From Big Data to Software Engineering, and back!
Speaker: Amine Benelallam, Univ Rennes, Inria, CNRS, IRISA, France
Title: From Big Data to Software Engineering, and back!
With the rapidly growing availability of big data and the advances made building scalable and complex software, Big data and software engineering should go hand in hand in order to empower a new generation of software-enabled solutions. In the one hand, Big Data Software Engineering (BDSE) promises to improve the development of big data applications. On the other hand, Big data analysis techniques may provide means to improve software development, design, and reuse, introducing quantitative empirical software engineering as a new data science discipline.
Software Engineering for Big Data: Big data processing platforms provide high-level languages simplifying the implementation and the distributed execution of big data processing and analysis routines. Nonetheless, these languages are data-source-agnostic, and not user-friendly.
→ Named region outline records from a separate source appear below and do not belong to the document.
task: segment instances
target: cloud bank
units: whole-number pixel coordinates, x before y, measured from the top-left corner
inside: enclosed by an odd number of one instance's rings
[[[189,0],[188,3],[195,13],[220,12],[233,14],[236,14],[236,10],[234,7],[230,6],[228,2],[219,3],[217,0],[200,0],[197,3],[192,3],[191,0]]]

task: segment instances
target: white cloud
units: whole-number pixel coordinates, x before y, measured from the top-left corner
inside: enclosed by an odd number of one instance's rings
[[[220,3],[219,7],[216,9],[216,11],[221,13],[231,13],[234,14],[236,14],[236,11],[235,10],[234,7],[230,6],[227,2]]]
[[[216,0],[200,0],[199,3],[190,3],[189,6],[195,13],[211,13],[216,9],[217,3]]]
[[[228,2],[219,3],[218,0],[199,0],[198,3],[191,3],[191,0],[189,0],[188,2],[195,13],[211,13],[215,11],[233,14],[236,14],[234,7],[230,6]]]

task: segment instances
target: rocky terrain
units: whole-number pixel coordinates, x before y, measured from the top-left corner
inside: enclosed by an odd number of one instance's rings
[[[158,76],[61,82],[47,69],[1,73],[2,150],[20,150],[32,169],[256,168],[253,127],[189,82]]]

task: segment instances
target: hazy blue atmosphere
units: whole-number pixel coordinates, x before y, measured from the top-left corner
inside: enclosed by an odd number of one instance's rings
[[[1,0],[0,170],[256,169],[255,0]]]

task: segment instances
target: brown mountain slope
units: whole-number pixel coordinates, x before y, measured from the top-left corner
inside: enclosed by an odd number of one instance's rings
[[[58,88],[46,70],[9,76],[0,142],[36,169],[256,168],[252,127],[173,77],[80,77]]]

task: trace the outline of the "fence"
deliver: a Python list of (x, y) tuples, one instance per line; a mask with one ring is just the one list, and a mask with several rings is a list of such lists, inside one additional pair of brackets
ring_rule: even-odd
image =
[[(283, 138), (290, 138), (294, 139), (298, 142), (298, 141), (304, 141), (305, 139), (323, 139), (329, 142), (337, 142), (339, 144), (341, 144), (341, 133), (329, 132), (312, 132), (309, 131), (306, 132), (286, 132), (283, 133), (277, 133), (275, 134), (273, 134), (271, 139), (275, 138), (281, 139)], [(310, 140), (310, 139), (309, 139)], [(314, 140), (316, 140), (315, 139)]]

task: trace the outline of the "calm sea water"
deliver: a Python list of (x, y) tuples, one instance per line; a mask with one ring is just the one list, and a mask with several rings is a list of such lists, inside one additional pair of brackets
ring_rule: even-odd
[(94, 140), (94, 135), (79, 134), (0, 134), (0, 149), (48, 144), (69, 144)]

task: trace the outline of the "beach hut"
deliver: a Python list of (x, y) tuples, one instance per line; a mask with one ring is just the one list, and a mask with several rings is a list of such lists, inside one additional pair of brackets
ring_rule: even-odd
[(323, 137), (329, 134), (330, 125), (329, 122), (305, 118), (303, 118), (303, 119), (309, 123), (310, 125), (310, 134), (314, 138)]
To embrace this valuable information, amongst other skills, non-experts end-users are expected to be good at programming.
Domain Specific Languages (DSLs), which are aware of the data structure and source data-source ad-hoc processing languages not only democratize the analysis of these datasets but they also help to build scalable and easy to optimize languages. In the first part of the talk, I’ll report our experience on scaling up common graph management operations implemented on top of ATL, A DSL for graph transformations. We show how, thanks to the high level of abstraction of ATL, we were able to map its execution semantics to a well-known distributed programming model. We improve the performance of the transformation by a factor of 6 in a cluster composed of 8 machines.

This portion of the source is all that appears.